D’un autre côté, les études menées par la BM montrent qu’une seule entreprise domine le marché de l’élimination des boues de vidange. Elle offre ses services aux plus riches, tandis que les pauvres doivent se passer de ses services. Différentes méthodes de vidanges, manuelle, mécanique et hybride, sont disponibles pour les consommateurs, constatent les enquêteurs ajoutant que la qualité du service dépend, dans une large mesure, de leur volonté et capacité à payer.

En outre, à Port-au-Prince, bien que sept entreprises de camionnage déversent régulièrement des eaux usées ou des boues de vidange dans les installations de traitement de la DINEPA, une seule domine le marché, à destination de riches ménages et de clients institutionnels. Quoique moins chère, la méthode manuelle reste hors de portée des plus pauvres. Les vidangeurs mécaniques et manuels déversent illégalement les matières fécales à l’extérieur de l’installation de traitement de Morne-à-Cabrit. Une ONG teste actuellement un nouveau modèle de traitement des matières fécales, couvrant l’ensemble de la chaîne de traitement, grâce à l’emploi de composteurs. Cette méthode pourrait devenir une bonne solution pour aider les citadins pauvres, détaille le rapport.

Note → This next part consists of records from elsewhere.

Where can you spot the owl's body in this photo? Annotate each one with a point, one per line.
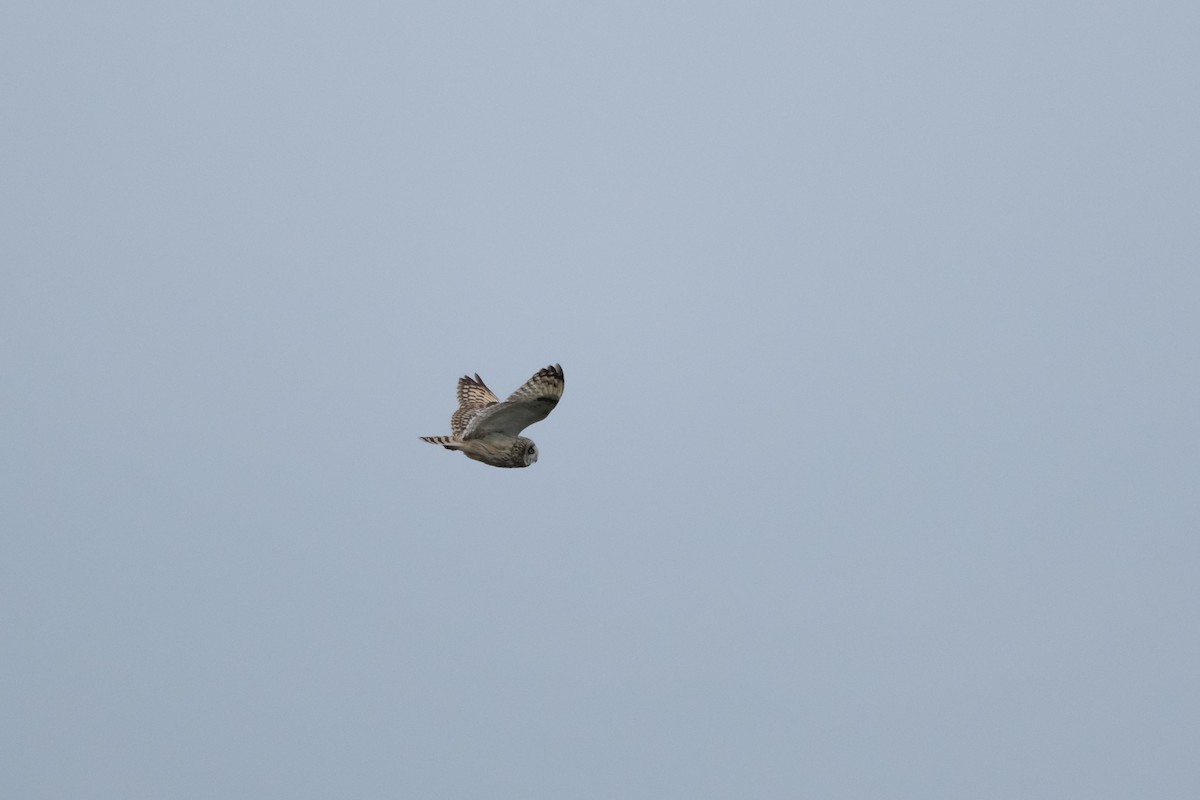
(490, 431)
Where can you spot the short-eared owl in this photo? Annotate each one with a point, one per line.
(490, 431)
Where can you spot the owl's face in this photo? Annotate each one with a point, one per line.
(531, 452)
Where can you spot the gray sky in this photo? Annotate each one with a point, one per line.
(877, 473)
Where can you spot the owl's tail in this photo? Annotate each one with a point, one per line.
(449, 443)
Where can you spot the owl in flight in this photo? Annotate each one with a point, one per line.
(490, 431)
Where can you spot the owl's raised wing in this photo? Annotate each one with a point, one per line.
(473, 396)
(531, 403)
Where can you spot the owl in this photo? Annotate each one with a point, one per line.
(490, 431)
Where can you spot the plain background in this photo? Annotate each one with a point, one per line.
(877, 473)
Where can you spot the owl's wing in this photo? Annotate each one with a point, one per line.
(531, 403)
(473, 396)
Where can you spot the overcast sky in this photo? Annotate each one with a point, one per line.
(876, 475)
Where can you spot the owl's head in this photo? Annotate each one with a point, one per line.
(526, 451)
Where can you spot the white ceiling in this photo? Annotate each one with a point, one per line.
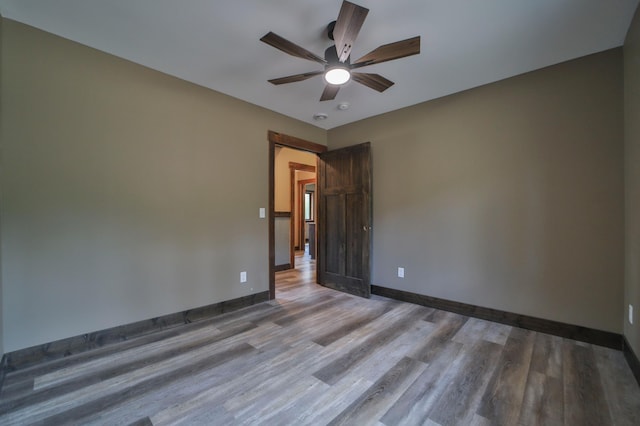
(215, 43)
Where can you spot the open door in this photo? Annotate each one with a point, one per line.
(344, 219)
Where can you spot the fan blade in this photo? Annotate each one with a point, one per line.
(294, 78)
(389, 52)
(329, 93)
(293, 49)
(348, 24)
(374, 81)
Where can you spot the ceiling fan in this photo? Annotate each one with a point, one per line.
(337, 67)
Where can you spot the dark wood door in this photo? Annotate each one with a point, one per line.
(344, 219)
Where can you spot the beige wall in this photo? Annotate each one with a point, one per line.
(120, 192)
(127, 193)
(508, 196)
(282, 177)
(1, 197)
(632, 179)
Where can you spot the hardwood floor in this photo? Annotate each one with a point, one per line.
(317, 356)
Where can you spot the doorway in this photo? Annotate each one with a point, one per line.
(344, 214)
(281, 140)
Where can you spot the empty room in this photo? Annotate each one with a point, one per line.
(322, 212)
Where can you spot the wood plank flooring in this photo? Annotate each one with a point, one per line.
(317, 356)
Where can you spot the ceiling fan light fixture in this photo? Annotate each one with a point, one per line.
(337, 75)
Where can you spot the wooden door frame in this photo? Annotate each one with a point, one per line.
(295, 211)
(281, 139)
(301, 222)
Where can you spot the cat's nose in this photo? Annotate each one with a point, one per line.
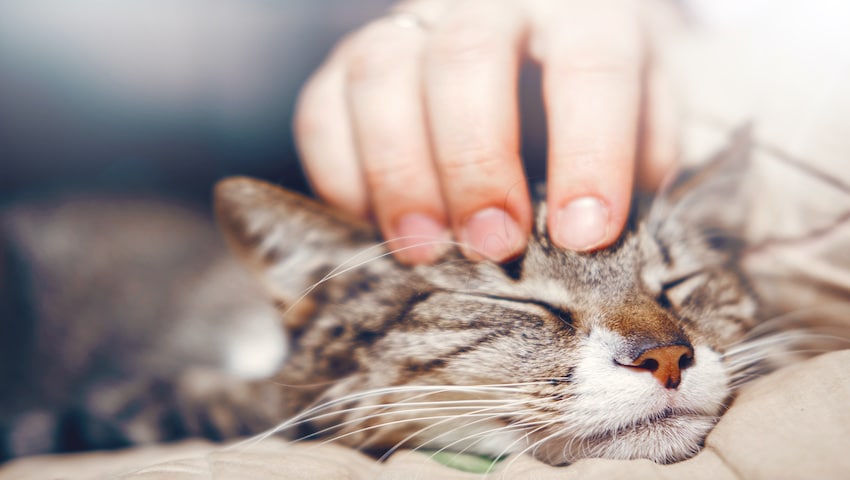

Soulignant que l’atteinte de l’Objectif de développement durable (ODD) 6 d’ici à 2030 nécessitera d’adapter la manière d’intervenir et d’investir en l’eau, d’assainissement et d’hygiène (EAH), la Banque mondiale recommande au gouvernement haïtien d’opérer en toute urgence un changement de paradigme dans sa gestion du secteur de l’eau, assainissement et hygiène. Il suggère à cet effet trois points d’entrée pour optimiser l’impact socioéconomique des faibles ressources budgétaires consacrées au secteur de l’approvisionnement en eau et assainissement (AEA). Il s’agit notamment de cibler plus finement les zones les plus dépourvues en AEA et augmenter le financement public dans ces zones; de travailler de manière transversale pour que les interventions en EAH obtiennent de meilleurs résultats en matière de santé; de reconnaître et exploiter la prédominance du secteur privé dans les services d’AEA dans les zones urbaines en ajustant le rôle de l’État.

Pour y parvenir, ce travail demande un effort coordonné de multiples institutions publiques (ministère de la Santé publique et de la Population, ministère du Commerce et de l’Industrie, DINEPA…) au-delà du secteur d’AEA, conclut la Banque mondiale.